CONCERT – Le Festival Ravel en Pays Basque accueillait l’Orchestre de l’Opéra national de Paris, dans l’église Saint-Jean-Baptiste, à Saint-Jean-de-Luz. Suite à la démission de Gustavo Dudamel, c’est Semyon Bychkov qui est venu diriger ce programme consacré à Antonín Dvořák, avec comme œuvre principale sa 9e symphonie, dite « du Nouveau Monde ».
Un cadre de choix
Le concert s’est déroulé dans l’église Saint-Jean-Baptiste, en plein cœur de Saint-Jean-de-Luz. Le sanctuaire, rénové au XVIIe pour accueillir le mariage de Louis XIV et Marie-Thérèse d’Espagne présente une acoustique rare pour une église.
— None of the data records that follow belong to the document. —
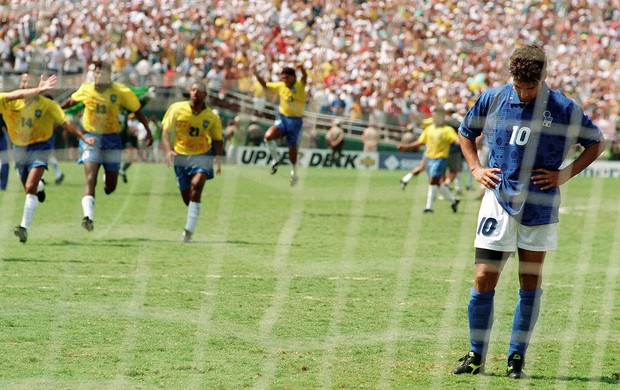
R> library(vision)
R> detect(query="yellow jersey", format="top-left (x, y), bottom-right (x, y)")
top-left (267, 80), bottom-right (306, 118)
top-left (162, 101), bottom-right (222, 155)
top-left (0, 93), bottom-right (67, 146)
top-left (71, 82), bottom-right (140, 134)
top-left (419, 125), bottom-right (458, 158)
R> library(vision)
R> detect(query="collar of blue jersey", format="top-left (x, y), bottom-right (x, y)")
top-left (508, 81), bottom-right (551, 105)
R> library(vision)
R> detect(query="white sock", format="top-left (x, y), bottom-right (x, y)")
top-left (439, 184), bottom-right (456, 203)
top-left (49, 156), bottom-right (62, 179)
top-left (20, 194), bottom-right (39, 230)
top-left (265, 140), bottom-right (278, 161)
top-left (185, 202), bottom-right (200, 233)
top-left (82, 195), bottom-right (95, 221)
top-left (426, 184), bottom-right (439, 210)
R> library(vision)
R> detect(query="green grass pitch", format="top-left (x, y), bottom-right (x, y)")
top-left (0, 163), bottom-right (620, 389)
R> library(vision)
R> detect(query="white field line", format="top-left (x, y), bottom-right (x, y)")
top-left (188, 165), bottom-right (239, 389)
top-left (318, 171), bottom-right (371, 388)
top-left (555, 180), bottom-right (613, 389)
top-left (588, 207), bottom-right (620, 389)
top-left (110, 164), bottom-right (166, 389)
top-left (377, 180), bottom-right (426, 389)
top-left (254, 172), bottom-right (304, 389)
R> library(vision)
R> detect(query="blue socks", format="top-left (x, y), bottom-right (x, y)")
top-left (467, 287), bottom-right (495, 359)
top-left (508, 289), bottom-right (542, 356)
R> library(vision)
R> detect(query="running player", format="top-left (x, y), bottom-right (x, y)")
top-left (162, 81), bottom-right (224, 243)
top-left (0, 74), bottom-right (92, 243)
top-left (452, 46), bottom-right (605, 379)
top-left (62, 61), bottom-right (153, 231)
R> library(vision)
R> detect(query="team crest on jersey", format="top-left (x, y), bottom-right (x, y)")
top-left (543, 111), bottom-right (553, 127)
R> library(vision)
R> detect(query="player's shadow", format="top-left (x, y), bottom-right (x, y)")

Pour cause : les murs calfeutrés en bois, grâce aux trois étages de galeries qui permettent d’accueillir un public nombreux. Le retable baroque fait son petit effet en guise de fond de scène de luxe. Seule ombre au tableau : on entend le moindre bruit de l’assistance (toussotements, pages du programme qui se tournent, grincements des sièges), ce qui incite le chef à faire de longues pauses entre chaque morceau, le temps qu’un vrai silence s’installe.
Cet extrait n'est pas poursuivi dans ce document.